XSS scripting vulnerabilities

Why is Cross-Site Scripting (XSS) still the most common web vulnerability? The theory of identifying XSS is pretty straightforward, there are many static analysis tools created to detect it and yet there are so many undiscovered vulnerabilities. So, what gives?

Well, one of the reasons is that traditional program analysis methods often fail to identify the intent of a given piece of code. For example, a tool might struggle with figuring out which objects in the program could contain user input.

In my previous post I described how we addressed this problem by building a system that learns security specifications from thousands of Open Source projects and uses them to find real vulnerabilities. I also promised to share some cool examples of what it learned.

I decided to start with an interesting and rather unexpected source of possible issues in projects using Django. This post is a guide to identifying and exploiting XSS vulnerabilities using validation errors in Django forms. Here’s a real example: https://github.com/mozilla/pontoon/pull/1175.

Let’s jump straight into it and start with a little quiz. How many times have you written/seen code similar to the following snippet?

What about this one?

Or this one?

All of them are widespread examples of how you usually let the user know that the provided input is invalid, right? The input is taken from the HTTP request parameters and neatly unmarshalled into a MyForm object. If any of the fields contains invalid input (e.g. someone entered the string "foobar" into a numeric field), then a 400 Bad Request page gets returned with a description of the error. The difference between snippets is the format of the returned error — an HTML list, plain text or JSON.

Now a million dollar question — which of these snippets will make your web app XSSable?

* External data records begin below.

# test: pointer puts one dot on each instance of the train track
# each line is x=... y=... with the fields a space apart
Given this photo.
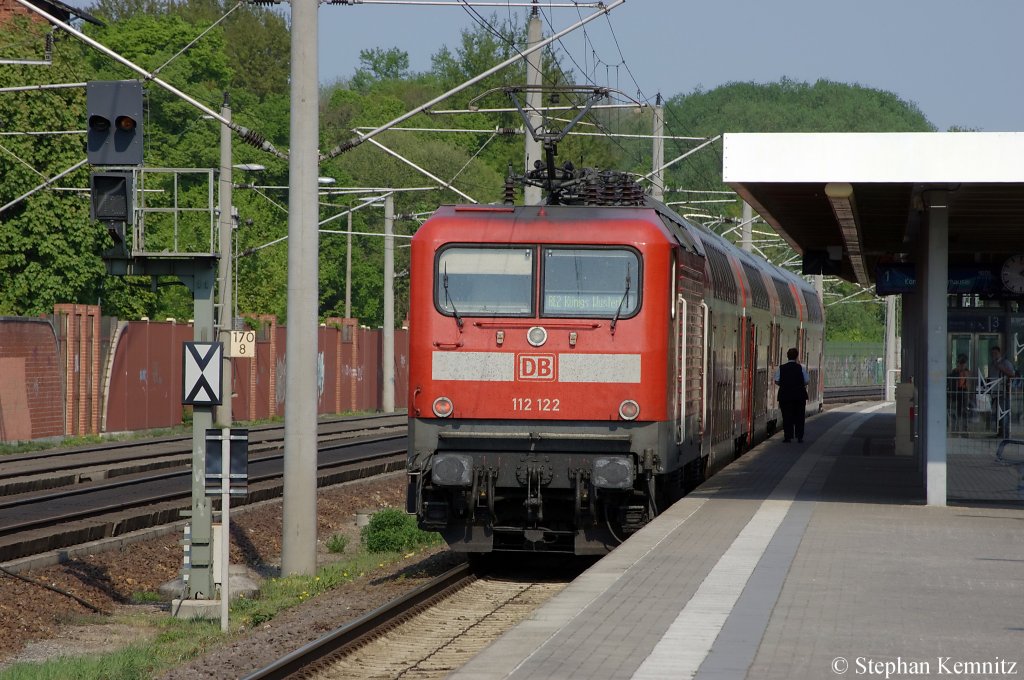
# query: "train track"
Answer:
x=58 y=518
x=62 y=467
x=424 y=634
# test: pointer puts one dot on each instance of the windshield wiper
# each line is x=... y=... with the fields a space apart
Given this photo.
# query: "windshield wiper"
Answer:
x=449 y=300
x=619 y=309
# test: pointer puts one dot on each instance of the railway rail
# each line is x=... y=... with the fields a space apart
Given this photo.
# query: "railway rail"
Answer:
x=850 y=393
x=50 y=518
x=426 y=633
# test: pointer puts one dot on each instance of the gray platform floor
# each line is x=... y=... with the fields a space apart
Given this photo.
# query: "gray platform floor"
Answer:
x=813 y=560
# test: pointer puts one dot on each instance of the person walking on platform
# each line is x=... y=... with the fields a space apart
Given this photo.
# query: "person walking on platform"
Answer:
x=1001 y=370
x=792 y=379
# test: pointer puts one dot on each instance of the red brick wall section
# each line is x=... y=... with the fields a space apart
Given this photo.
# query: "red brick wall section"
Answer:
x=9 y=9
x=31 y=388
x=80 y=342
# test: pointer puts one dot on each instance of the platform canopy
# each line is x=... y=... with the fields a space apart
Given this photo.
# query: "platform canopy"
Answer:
x=858 y=197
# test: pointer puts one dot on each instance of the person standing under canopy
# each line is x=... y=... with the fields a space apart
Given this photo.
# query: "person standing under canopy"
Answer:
x=793 y=379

                                                       .    .    .

To answer it, let’s investigate the Django forms API from two points of view:

  1. Is the attacker able to inject malicious input into the web page displayed in user’s browser?
  2. Will this malicious input always be properly escaped before it gets returned to the user?

According to Django’s documentation the way to build dynamic error messages for field validation errors is to raise a django.core.exceptions.ValidationError exception with the corresponding message. Such an exception thrown from any of the validation functions of the form (e.g. the methods clean() and clean_<fieldname>()of the django.forms.BaseForm class) will cause the message to be stored in the form’s error dictionary (django.forms.utils.ErrorDict) and later possibly shown to the user.

One way to exploit such an exception is to use some of the built-in form fields that conveniently reflect the faulty input into the exception message. I tried all Django form fields types listed here and got the following list: ChoiceField, TypedChoiceField, MultipleChoiceField, FilePathField. Each of these generates an error message like "Select a valid choice. %(value)s is not one of the available choices.” , where value is the faulty input. <script>alert(1)</script> for the win.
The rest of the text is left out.